Dessiné à la demande du Président Coeurderoy, Maître des Requêtes au Parlement de Dijon, ce jardin aux portes monumentales fut réalisé à la fin du XVIIème siècle. L'architecture est fortement inspirée des Maîtres de la renaissance en particulier Philibert Delorme et l'italien Serlio. Opposition de rocailles à des éléments de pierre taillée. Couronnement en doucine à enroulements en frontone incurvés à volutes ou brisés. Certains éléments comme des boules posées sur des socles sont typiquement bourguignons.

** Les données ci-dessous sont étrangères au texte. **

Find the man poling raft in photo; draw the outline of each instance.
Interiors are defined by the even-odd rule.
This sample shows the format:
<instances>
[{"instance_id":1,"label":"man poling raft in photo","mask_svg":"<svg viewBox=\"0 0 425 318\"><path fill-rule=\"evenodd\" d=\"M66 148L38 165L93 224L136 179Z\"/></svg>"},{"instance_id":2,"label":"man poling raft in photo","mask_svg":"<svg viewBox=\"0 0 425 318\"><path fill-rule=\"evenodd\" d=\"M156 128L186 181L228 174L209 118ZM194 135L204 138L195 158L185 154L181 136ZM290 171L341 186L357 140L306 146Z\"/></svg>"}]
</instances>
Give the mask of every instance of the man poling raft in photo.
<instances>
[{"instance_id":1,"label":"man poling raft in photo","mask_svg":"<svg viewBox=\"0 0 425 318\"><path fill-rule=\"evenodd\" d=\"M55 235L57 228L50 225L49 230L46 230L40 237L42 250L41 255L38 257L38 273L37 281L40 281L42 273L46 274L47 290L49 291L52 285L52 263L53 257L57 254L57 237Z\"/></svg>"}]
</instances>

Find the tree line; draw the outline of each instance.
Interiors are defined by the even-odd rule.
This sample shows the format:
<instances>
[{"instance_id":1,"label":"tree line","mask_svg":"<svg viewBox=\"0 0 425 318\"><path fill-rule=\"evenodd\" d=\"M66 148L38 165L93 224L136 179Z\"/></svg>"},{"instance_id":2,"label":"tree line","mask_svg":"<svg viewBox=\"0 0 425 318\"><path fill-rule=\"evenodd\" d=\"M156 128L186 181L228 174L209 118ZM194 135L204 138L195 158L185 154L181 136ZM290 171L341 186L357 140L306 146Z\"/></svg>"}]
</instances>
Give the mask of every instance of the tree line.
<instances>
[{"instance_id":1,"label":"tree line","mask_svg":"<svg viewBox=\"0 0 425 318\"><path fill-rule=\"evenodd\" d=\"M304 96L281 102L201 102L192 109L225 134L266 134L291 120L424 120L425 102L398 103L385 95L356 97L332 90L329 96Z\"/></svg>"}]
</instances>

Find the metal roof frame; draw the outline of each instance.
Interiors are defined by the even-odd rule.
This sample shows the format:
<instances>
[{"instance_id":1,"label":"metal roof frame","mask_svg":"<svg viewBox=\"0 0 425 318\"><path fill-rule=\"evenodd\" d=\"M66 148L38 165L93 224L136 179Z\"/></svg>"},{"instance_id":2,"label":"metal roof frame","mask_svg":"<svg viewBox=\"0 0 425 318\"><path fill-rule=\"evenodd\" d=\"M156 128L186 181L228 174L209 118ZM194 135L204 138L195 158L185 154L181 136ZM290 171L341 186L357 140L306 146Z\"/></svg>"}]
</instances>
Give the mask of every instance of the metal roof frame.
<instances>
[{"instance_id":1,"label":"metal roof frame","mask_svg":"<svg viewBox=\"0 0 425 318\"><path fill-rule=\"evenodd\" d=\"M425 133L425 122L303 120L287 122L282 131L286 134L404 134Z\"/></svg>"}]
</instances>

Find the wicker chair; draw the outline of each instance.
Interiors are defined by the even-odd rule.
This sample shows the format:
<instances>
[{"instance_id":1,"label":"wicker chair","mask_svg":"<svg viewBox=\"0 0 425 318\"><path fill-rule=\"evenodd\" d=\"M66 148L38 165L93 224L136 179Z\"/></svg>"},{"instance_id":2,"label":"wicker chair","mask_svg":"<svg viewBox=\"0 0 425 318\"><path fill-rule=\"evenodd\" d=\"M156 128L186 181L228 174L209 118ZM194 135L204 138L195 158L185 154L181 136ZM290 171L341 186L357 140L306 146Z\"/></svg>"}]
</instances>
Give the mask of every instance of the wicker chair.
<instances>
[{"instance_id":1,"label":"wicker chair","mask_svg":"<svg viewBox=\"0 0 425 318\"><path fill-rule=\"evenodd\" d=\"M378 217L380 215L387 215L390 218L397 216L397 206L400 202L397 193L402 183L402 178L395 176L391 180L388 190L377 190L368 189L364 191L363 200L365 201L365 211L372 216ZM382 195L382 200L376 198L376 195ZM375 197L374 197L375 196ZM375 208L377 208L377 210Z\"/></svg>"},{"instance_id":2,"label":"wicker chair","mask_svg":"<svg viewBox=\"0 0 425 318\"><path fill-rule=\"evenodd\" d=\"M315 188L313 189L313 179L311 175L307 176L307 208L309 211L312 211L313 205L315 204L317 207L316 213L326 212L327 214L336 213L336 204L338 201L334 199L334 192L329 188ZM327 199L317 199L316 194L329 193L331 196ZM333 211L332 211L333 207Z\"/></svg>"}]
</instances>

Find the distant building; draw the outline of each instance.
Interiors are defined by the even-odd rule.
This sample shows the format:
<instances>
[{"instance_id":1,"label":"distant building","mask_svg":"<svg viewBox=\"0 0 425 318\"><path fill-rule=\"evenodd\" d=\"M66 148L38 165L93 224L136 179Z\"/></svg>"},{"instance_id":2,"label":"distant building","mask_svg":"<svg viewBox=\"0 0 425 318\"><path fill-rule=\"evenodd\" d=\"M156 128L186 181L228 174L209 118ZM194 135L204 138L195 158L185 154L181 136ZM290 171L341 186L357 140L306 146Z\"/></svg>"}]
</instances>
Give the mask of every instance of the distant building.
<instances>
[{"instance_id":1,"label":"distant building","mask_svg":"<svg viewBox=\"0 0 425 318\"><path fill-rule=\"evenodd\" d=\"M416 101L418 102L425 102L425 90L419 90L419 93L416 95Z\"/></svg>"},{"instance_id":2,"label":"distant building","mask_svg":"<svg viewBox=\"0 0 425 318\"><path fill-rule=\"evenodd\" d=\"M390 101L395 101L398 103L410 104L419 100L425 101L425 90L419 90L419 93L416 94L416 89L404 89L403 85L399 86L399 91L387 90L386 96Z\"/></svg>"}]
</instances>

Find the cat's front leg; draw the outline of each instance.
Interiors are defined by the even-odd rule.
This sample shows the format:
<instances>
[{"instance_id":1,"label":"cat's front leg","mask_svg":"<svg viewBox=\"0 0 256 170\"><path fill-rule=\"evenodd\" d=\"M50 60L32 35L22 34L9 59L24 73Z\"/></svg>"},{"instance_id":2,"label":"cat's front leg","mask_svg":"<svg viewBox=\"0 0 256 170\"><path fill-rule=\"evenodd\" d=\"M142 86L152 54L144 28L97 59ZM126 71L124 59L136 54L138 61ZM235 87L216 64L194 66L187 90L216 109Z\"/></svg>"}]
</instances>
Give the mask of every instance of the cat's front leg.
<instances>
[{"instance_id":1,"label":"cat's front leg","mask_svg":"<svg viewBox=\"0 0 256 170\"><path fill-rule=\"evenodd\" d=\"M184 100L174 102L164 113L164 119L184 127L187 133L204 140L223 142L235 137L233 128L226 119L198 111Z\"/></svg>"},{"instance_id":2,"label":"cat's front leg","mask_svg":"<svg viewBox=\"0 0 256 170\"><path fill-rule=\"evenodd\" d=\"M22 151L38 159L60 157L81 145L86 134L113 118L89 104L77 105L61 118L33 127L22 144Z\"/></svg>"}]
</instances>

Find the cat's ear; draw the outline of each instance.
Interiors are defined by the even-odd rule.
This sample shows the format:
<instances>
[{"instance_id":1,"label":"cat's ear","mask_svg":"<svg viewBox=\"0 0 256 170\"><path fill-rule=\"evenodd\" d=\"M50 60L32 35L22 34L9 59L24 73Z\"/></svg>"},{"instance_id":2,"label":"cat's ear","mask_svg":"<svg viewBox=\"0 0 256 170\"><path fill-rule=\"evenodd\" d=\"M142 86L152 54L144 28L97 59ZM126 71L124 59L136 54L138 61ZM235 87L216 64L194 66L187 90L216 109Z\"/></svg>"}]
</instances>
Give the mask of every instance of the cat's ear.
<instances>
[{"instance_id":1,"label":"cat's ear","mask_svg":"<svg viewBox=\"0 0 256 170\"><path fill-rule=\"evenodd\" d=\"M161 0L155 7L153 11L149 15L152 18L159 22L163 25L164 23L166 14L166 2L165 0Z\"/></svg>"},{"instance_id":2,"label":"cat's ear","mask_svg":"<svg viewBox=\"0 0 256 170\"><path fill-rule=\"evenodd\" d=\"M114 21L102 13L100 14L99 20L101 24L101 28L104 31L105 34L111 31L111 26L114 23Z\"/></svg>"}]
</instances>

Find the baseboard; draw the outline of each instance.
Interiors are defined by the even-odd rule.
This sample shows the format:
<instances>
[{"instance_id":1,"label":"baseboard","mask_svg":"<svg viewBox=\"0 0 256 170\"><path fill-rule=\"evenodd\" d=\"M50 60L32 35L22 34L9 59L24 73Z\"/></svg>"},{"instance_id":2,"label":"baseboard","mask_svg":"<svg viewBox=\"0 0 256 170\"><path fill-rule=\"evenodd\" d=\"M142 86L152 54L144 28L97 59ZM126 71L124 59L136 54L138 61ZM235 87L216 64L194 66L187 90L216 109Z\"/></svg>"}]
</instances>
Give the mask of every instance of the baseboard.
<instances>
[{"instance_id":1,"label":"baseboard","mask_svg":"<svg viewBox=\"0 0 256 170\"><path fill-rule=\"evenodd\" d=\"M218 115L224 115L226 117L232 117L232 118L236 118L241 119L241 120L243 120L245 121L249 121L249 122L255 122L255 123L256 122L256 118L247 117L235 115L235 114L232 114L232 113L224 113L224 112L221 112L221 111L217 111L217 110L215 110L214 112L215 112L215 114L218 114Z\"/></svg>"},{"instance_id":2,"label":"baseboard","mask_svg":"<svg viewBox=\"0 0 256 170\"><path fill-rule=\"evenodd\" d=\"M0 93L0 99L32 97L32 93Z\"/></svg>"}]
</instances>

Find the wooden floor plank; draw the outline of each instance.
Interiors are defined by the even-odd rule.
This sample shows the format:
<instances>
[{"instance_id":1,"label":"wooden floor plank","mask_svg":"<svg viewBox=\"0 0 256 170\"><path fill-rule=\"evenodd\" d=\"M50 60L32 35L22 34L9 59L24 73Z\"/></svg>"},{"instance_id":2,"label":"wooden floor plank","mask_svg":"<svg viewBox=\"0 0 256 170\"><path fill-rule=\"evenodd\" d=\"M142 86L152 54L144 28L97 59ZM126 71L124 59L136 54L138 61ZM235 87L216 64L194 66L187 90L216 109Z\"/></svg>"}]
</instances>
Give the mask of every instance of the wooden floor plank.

Situé en bordure du bourg de Moutiers Saint Jean, canton de Montbard en Côte d'or, le jardin s'étale de part et d'autre de l'ancien chemin de ronde qui contourne les remparts à l'Est du village.

La propriété actuelle reproduit sensiblement la disposition ancienne du jardin.

Une première partie est attenante à la demeure de l'ancienne famille Coeurderoy, datant du XVIIème siècle. A cette époque deux petits bâtiments enserrant un jardin, s'allongeaient perpendiculairement à la maison principale et se terminant par 2 portes aveugles monumentales. Aujourd'hui seul un bâtiment demeure, l'autre a été démoli à la fin du XIXème siècle.

Cette première partie qui comporte quelques beaux arbres et des massifs de fleurs forme une terrasse qui domine la deuxième partie séparée de la première par le chemin de Ronde.

Cette partie ne peut être visitée qu'en présence des propriétaires.
La deuxième partie est ouverte au public, les jours de fêtes à partir de Pâques ainsi que pendant les mois d'été, juillet et août.

La deuxième partie comprend deux pièces de terre dont les grands axes sont sensiblement perpendiculaires.

La première pièce close de murs est dominée par une tribune bordée d'obélisques quadrangulaires.

Au centre une porte monumentale, s'ouvre sur le chemin de ronde. Cette tribune est limitée à ses deux extrêmités par deux portes aveugles monumentales et flanquée de deux escaliers descendant sur un vaste terre plein bordé par un mur semi circulaire percée de trois portes monumentales s'ouvrent sur la nature.

L'autre pièce de terre, en contrebas, dont l'axe est perpendiculaire à la première, comporte une grotte artificielle ou nymphée voutée de rocailles, en cul de four. Face à cette grotte et au bout de l'allée centrale est située une dernière porte aveugle avec un banc de pierre.

Cette porte murée à la fin du XIXème siècle, devait à l'origine donner accès à une troisième partie du jardin (actuellement, propriété de la poste) située en contrebas qui se prolongeait jusqu'au grand mur de l'abbaye.

Plusieurs bassins reliés entre eux par des canalisations, dont les sondages ont révélé la présence rappellent l'existence à l'origine des viviers chers au Président Coeurderoy.

La trace d'un bassin, aujourd'hui disparu dans la première pièce laisse imaginer l'existence d'un jardin à la française dont on cherche à rappeler les grandes lignes par quelques plantations de buis.

Le long des murs la plantation d'arbres fruitiers en escaliers entretient celle qui a existé dès l'origine du jardin.